Agents interact with each other via one or more contact layers. You can think of each agent as a node in a mathematical graph, and each connection as an edge. By default, Covasim creates a single random contact network where each agent is connected to 20 other agents, completely at random. However, this is not a very realistic representation of households, workplaces, schools, etc.

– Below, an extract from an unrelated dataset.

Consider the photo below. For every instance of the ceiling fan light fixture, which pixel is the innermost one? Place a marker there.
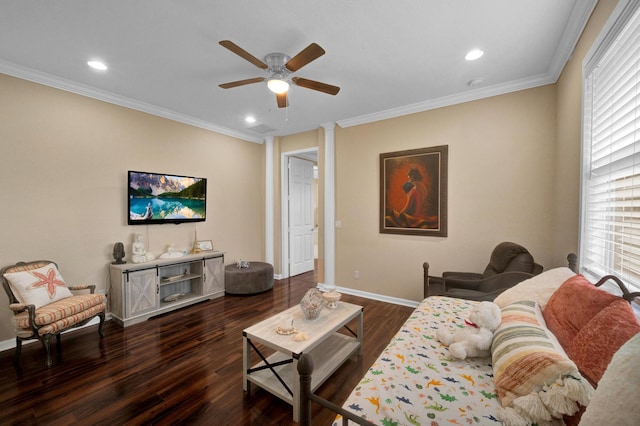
(277, 85)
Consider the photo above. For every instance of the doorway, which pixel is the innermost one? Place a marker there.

For greater realism, Covasim also comes with a "hybrid" population option, which provides a more realism while still being fast to generate. (It's called "hybrid" because it's a combination of the random network and the SynthPops network, described in Tutorial 11, which is much more realistic but requires a lot of data and is computationally intensive.) The hybrid option provides four contact layers: households 'h'
, schools 's'
, workplaces 'w'
, and community interactions 'c'
. Each layer is defined by (a) which agents are connected to which other agents, and (b) the weight of each connection (i.e., transmission probability). Specifically:
Note that for most countries, you can load default data (age distribution and household size, both from the UN) by using the location
keyword when creating a sim. For example, to create a realistic (i.e. hybrid) population 10,000 people for Bangladesh and plot the results, you would do:
pars = dict(
pop_size = 10_000, # Alternate way of writing 10000
pop_type = 'hybrid',
location = 'Bangladesh', # Case insensitive
)
sim = cv.Sim(pars)
sim.initialize() # Create people
fig = sim.people.plot() # Show statistics of the people
Note: For an explanation of population size, total population, and dynamic rescaling, please see the FAQ.
Since creating populations can be slow, and since deleting people is a bit mean, sometimes you want to save the population to work with it later. To do this, initialize the people, save them, then load them again. (This example also illustrates how you can use sc.timer()
to check how long a block of code takes.)
import sciris as sc # We'll use this to time how long each one takes
pars = dict(n_agents=50e3, pop_type='hybrid')
with sc.timer('creating'):
sim1 = cv.Sim(pars).init_people()
sim1.people.save('my-people.ppl')
with sc.timer('loading'):
sim2 = cv.Sim(pars, popfile='my-people.ppl').init_people()
It's about twice as fast to load a population than create one, but whether this will actually matter to you depends on the population size and the length of the simulation.